Only 72 per cent of US households mailed back their census forms, and little wonder in a country that has so many immigrants living illegally and anti-government crazies who don't want anything to do with the exercise (not to mention its fair share of incompetents and paperwork-phobes). As a result some 635,000 census officers have been hired to go door-to-door to do the rest of the counting over the course of the next month or so. On wages of $19-an-hour, it is a pre-budgeted economic stimulus, and thank goodness.

The 431,000 increase in US jobs in May announced yesterday, the best monthly figure in 10 years, was almost entirely due to the hiring of temporary census workers.

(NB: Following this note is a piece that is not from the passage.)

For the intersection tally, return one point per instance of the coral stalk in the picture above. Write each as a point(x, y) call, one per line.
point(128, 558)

Without them, the rise would have been an anaemic 20,000.

There is no denying the disappointment. Economists had hoped for an overall increase above 500,000, and stock markets were quick to sell off. State and local governments are still shedding employees in an attempt to balance the books in the face of falling tax revenues, but the most alarming part of the report was the data on private sector employment. Just 41,000 private sector jobs were created.

In the debate over whether the US economy is headed for a double dip recession it looks like a strike for the bears, but that would be too quick and too simple a judgment. Dig into the report and there is plenty of evidence that the US is still on track for sluggish but consistent economic growth. Exhibit A is the detail that the length of the average working week rose by 0.3 per cent last month, Exhibit B is the figure for average hourly earnings, which was also up 0.3 per cent. This is an economy that is still expanding, it is just that employers are making their staffs work harder and paying them more not to jump ship.

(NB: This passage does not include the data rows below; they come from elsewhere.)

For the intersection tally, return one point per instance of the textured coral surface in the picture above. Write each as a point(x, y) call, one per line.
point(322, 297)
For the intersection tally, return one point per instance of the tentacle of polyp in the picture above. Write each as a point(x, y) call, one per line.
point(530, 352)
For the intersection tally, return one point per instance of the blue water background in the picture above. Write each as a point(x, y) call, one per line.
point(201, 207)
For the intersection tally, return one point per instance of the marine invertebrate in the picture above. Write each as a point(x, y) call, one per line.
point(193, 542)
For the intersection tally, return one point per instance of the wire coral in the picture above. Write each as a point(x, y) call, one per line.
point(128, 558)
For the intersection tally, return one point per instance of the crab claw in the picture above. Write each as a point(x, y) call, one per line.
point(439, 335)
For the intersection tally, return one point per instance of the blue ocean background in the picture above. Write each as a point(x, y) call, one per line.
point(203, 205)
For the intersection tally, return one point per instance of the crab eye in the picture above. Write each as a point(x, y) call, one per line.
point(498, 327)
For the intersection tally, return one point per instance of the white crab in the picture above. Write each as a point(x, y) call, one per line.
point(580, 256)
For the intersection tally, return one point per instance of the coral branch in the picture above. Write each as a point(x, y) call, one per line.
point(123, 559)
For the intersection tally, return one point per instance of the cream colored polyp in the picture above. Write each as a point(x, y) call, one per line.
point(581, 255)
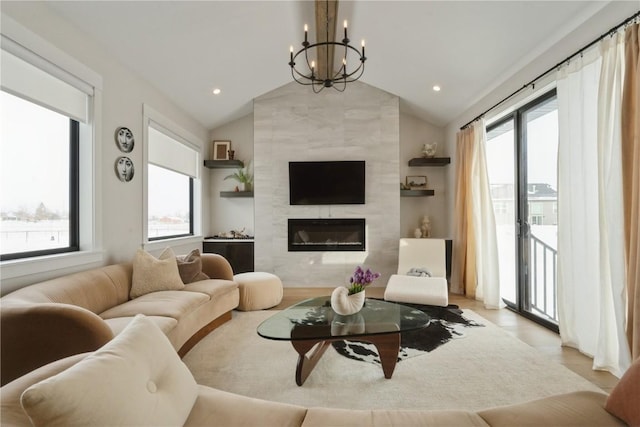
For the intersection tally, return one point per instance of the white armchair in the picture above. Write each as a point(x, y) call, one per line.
point(418, 255)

The most likely explanation for this is that the upsurge in negative news from the eurozone, and the subsequent tightening of credit markets across the world, has made business managers less certain about the future and therefore more cautious about hiring.

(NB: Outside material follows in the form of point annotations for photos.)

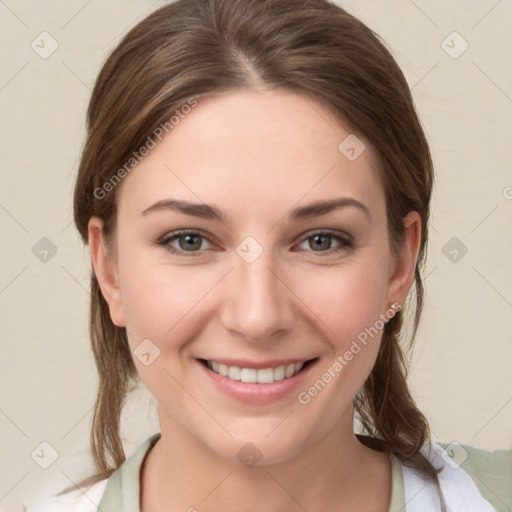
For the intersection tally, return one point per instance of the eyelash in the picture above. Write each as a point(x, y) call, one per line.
point(345, 242)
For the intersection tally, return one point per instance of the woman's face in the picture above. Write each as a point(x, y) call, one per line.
point(285, 259)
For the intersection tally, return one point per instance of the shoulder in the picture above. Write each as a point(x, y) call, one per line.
point(75, 501)
point(491, 471)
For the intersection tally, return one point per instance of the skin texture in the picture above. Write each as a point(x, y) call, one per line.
point(255, 155)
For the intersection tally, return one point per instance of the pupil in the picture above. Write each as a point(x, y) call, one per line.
point(322, 242)
point(191, 242)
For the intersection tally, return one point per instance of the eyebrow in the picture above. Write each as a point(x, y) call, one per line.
point(205, 211)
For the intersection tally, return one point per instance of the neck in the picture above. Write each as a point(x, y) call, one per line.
point(181, 474)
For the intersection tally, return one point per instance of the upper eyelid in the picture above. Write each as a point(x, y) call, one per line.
point(173, 235)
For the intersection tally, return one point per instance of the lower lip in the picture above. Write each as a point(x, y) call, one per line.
point(255, 393)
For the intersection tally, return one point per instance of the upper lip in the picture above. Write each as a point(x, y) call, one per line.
point(257, 365)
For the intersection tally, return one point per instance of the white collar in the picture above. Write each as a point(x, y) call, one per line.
point(458, 488)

Ultimately, the demand numbers will out, but the psychological pause is worrying, since it could become contagious.

No wonder Barack Obama was on the phone to European Union leaders last month to urge them to up the size of their eurozone bailout fund; no wonder, either, that Tim Geithner, his Treasury secretary, was in Europe last week urging governments to get a handle on their debts and calm the credit markets. These issues are now threatening to cause real economic impact on their side of the Atlantic.

There are times when recessions are inevitable, and there are times when we can talk ourselves into them. This is one of the latter. The omens are good for some positive real-world data next week, including a strong GDP figure for the US second quarter, and Ben Bernanke, chairman of the Federal Reserve, is likely to reinforce his low interest-rate policy when he appears on Capitol Hill, all of which ought to deflect attention from the eurozone's difficulties.

The Census Bureau's temporary hiring will take us through the next month of uncertainty. But the question remains, what will we be able to count on once the counting is done?